Arriva da Londra una nitida fotografia dell’«elusivo fantasma di un’identità letteraria di Trieste», un ampio, organico, esame del mito di Trieste come città letteraria e della sua sfuggente identità. In “Trieste: italianità, triestinità e male di frontiera” (Gedit, pagg. 219, euro 18,00), Katia Pizzi, docente di letteratura e cultura italiana all’Institute of Germanic and Romance Studies della School of Advanced Study dell’Università di Londra, affronta con piglio multidisciplinare il “casus” triestino focalizzando la sua attenzione nel periodo che va tra il 1918 e il 1954, alla ricerca di una visione unitaria di quel composito, ma anche «disorganico e sfilacciato» profilo culturale che è la cifra caratteristica della città.

 

Non nuova al confronto con i labirinti identitari triestini (suo il volume “A city in Search of an Author: The Literary Identity of Trieste”, Londra-New York 2001) Katia Pizzi parte dal momento in cui «Trieste perde il ruolo economico primario goduto all’interno dell’Impero Austro-Ungarico, rimanendo gravata da emergenti problemi etnici e confinari», per addentrarsi in quella lunga stagione gravida di «presenze letterarie importanti» dove si delinea un concetto di triestinità «elusivo ma imprescindibile per una comprensione del fenomeno letterario triestino fino ai nostri giorni». Ciò che interessa alla studiosa non è tanto riesaminare e rivalutare figure canoniche della letteratura triestina, a cominciare da Italo Svevo, quanto piuttosto considerare la società – non solo letteraria – nel suo complesso alla luce dei mutamenti storici.

 

Ecco allora, per esempio, l’analisi della vena autobiografica di tanti romanzi, uno dei sentieri più battuti che portano al “mito di Trieste”, città dove «scrittori scrivono di pittori; artisti dipingono Trieste nello stile dei suoi autori. Scultori modellano busti di scrittori e dei loro figli (…)», e dove «autori triestini curano, stampano, comprano e recensiscono i reciproci sforzi letterari, dedicandoseli a vicenda», mentre «amanti sposano o fuggono insieme a mogli, mariti, figli di letterati, amici e parenti». In questo ambiente claustrofobico, autoreferenziale, tipico delle comunità ristrette e che allunga le sue propaggini fino ai nostri giorni, Katia Pizzi tratteggia una mappa variegata seguendo due principali direttive: «Trieste nella letteratura, la città nel suo aspetto antropomorfo, personificato; e Trieste e la letteratura, cioè la letteratura triestina e la triestinità».

 

Il risultato è un saggio che se da un alto non si allontana di molto da consolidate interpretazioni, dall’altro dà nel suo complesso una visione originale delle turbolenze triestine, sottolineando e sviscerando aspetti solo apparentemente secondari.

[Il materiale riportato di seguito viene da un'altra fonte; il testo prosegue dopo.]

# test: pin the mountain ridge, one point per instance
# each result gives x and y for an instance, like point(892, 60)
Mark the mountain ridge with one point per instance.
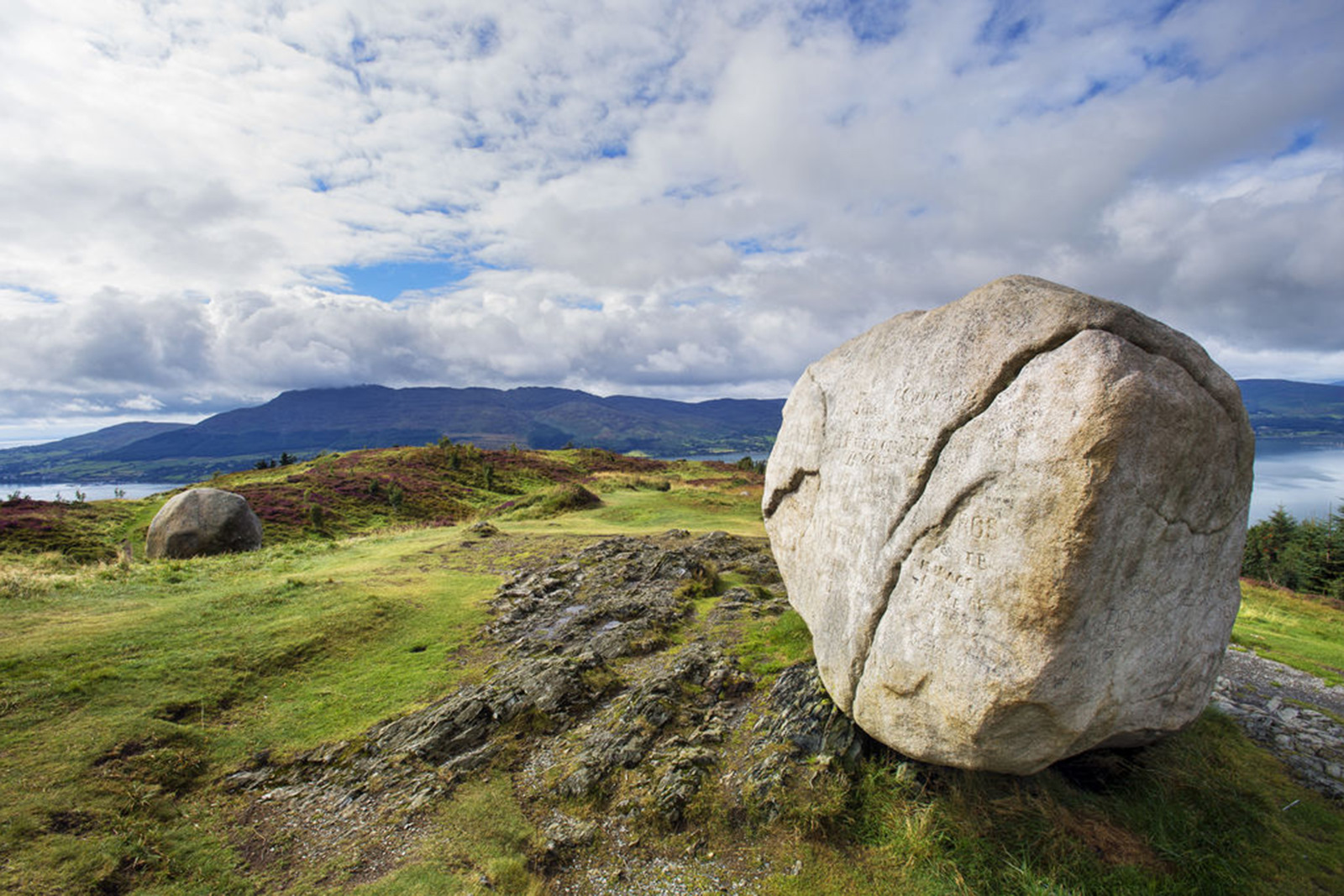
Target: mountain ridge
point(308, 422)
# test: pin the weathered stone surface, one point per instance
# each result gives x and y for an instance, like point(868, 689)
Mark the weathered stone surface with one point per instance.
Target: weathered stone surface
point(203, 521)
point(1014, 526)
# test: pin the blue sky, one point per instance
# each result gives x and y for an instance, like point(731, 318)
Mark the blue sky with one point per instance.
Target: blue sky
point(206, 203)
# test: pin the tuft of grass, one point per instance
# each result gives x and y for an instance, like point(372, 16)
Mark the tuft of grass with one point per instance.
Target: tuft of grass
point(127, 692)
point(773, 644)
point(1294, 631)
point(480, 842)
point(557, 500)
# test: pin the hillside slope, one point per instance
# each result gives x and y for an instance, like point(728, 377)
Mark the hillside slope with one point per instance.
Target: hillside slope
point(1284, 409)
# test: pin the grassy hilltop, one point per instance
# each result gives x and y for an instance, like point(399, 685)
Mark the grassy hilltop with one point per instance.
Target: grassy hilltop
point(129, 691)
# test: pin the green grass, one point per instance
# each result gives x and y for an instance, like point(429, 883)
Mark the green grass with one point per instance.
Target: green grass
point(1294, 631)
point(128, 691)
point(648, 512)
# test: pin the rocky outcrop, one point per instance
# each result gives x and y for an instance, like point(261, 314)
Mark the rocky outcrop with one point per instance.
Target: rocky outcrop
point(1014, 526)
point(605, 685)
point(203, 521)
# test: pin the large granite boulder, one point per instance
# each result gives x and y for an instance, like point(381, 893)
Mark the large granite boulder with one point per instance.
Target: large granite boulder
point(203, 521)
point(1014, 526)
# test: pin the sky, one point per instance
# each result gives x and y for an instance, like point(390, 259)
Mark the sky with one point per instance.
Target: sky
point(203, 204)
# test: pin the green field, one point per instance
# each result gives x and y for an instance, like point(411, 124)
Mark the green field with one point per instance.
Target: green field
point(129, 689)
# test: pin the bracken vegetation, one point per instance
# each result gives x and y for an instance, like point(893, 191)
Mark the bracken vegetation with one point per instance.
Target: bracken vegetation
point(129, 691)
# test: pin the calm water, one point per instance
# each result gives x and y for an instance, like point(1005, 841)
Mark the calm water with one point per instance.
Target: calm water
point(1308, 481)
point(96, 492)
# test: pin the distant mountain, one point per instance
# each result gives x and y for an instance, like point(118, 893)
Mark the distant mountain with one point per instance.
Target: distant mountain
point(1285, 409)
point(35, 463)
point(307, 422)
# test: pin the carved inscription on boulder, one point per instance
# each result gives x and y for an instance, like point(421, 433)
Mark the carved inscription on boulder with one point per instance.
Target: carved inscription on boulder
point(1014, 526)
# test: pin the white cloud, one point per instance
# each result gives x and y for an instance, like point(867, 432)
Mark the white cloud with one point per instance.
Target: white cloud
point(676, 197)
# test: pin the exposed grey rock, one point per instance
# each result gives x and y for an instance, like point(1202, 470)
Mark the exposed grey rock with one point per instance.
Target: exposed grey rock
point(203, 521)
point(1014, 526)
point(596, 687)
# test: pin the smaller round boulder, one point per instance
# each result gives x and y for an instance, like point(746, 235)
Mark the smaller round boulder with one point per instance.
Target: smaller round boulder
point(203, 521)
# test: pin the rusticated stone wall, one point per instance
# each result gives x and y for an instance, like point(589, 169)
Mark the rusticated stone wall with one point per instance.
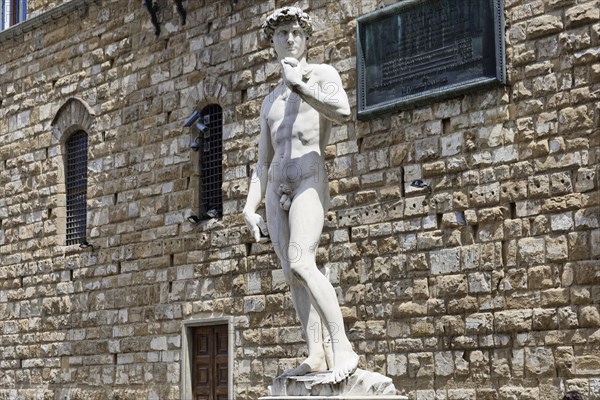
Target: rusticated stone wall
point(487, 287)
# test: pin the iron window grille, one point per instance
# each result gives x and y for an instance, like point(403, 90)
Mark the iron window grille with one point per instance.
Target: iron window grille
point(13, 12)
point(211, 163)
point(76, 182)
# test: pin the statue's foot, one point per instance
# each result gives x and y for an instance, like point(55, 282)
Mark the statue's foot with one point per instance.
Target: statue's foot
point(345, 363)
point(309, 365)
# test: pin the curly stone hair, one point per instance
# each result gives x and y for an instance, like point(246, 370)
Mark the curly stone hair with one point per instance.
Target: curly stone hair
point(287, 14)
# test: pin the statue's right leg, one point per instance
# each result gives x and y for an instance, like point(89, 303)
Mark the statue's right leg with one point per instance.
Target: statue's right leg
point(312, 327)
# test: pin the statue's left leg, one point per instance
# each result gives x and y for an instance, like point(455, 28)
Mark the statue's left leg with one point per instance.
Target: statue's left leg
point(306, 217)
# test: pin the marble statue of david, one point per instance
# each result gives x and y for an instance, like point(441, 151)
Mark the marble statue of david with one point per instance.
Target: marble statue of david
point(296, 120)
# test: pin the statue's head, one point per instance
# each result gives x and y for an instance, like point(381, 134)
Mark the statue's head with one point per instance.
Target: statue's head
point(287, 15)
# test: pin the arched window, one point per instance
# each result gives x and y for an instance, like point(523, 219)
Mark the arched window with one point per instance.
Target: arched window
point(211, 161)
point(13, 12)
point(76, 148)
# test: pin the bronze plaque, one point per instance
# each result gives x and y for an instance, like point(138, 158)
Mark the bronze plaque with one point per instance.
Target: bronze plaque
point(417, 51)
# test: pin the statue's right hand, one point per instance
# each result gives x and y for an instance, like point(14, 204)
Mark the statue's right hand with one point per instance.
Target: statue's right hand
point(255, 223)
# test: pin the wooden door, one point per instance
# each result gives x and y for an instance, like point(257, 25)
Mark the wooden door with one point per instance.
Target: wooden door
point(210, 372)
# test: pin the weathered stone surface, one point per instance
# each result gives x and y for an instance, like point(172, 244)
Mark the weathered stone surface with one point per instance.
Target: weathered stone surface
point(498, 262)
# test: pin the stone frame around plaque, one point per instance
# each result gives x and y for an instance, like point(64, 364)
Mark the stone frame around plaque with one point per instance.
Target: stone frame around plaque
point(401, 66)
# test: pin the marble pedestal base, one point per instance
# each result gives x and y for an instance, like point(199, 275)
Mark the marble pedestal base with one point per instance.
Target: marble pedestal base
point(339, 397)
point(360, 385)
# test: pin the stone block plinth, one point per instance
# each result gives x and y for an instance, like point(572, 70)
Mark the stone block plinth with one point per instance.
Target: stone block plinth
point(360, 385)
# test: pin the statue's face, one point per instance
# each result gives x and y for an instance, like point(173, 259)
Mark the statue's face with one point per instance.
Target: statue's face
point(289, 40)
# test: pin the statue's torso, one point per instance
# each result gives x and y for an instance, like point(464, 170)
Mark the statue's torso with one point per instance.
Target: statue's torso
point(297, 134)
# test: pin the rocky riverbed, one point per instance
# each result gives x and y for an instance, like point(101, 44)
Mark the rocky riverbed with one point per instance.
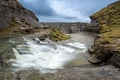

Come quell’idea di “Trieste materna”, intesa come «vincolo tra cultura e nazione», che caratterizza tante opere della prima metà del Ventesimo secolo. È ciò che Roberto Curci e Gabriella Ziani indagando le scrittrici triestine chiameranno “maternalismo” e che l’autrice spiega in termini psicanalitici: l’Italia vista come madre che diventerà, nel secondo dopoguerra, matrigna, alimentando quella “nevrosi del tradimento” che ben conosciamo anche fuori dalle pagine letterarie. Uscito un po’ in sordina (e di non facilissima reperibilità) il saggio di Katia Pizzi è una bussola in più per cercare di orientarsi nell’«infinita e fondamentalmente illusoria» identità triestina.